Bread is such a staple in our modern diets that we sometimes forget the process it takes to make it. Its role in our lives has evolved as much as we have over the years but it is still true that it’s an essential part of culture and traditions through most of the world in one form or another. Such an essential ingredient of life deserves appreciation for the journey it takes from just flour, water and yeast into the beautifully golden and amazing smelling bread in the end.
Unfortunately in the States and England, the process of making and buying bread have become quite disconnected. It’s rare to find a local bakery to stop into and buy your daily loaf of bread these days. You can’t see the effort it takes to make the bread and time bakers spend getting the loaves just right. Luckily, more and more artisan bakers are popping up selling their wares at farmers markets and the like. I hope that this relationship continues and becomes a stronger presence against the unsatisfying supermarket loaf.
I love a French baguette from time to time, but German bread is a whole different animal. It is largely varied all over the country but usually contains rye as the common ingredient. The Germans have an undeniable love for dense and super nutritious whole grain loaves along with bread studded with seeds and nuts of all sorts. My favorites are the walnut rye loaf and the millet, flax sesame seed loaf. The selection is immense but you’ll be hard pressed in this country to find a decent plain boring white loaf. The bread that is the most common must be the brötchen which are little bread rolls that are used for just about every meal. They come in all sorts of varieties from the basic white to the pumpkin seeded roll and make the perfect base for a delicious sandwich.
Though Germans are renowned for their bread, the local bakeries here are also slowly selling out to the supermarkets and commercial bakery chains. More and more Germans are buying their bread from places like Aldi and outlets which have their bread delivered from large factories on a daily basis. However, luckily, there are still real bakeries that exist in both the cities and in villages. The traditions that have been passed down for years are still in place and will hopefully continue to keep German bread an integral part of life.
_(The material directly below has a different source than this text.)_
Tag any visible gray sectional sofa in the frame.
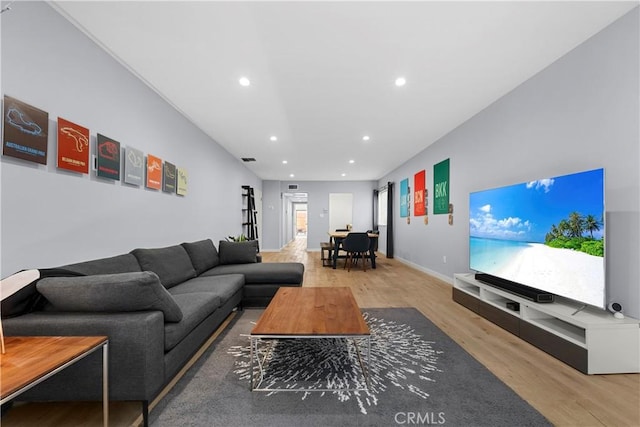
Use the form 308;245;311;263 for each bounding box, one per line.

I really wanted to document what happens behind the scenes and my friend Alessandro at Bastian’s was happy to help. I spent a (very early) morning photographing the daily process that results in delicious bread that people flock to the bakery for every day. It’s a finely tuned machine working in the bakery and very long day on your feet. However, for me, the satisfaction others get from eating and sharing what you’ve spent time to make is well worth it!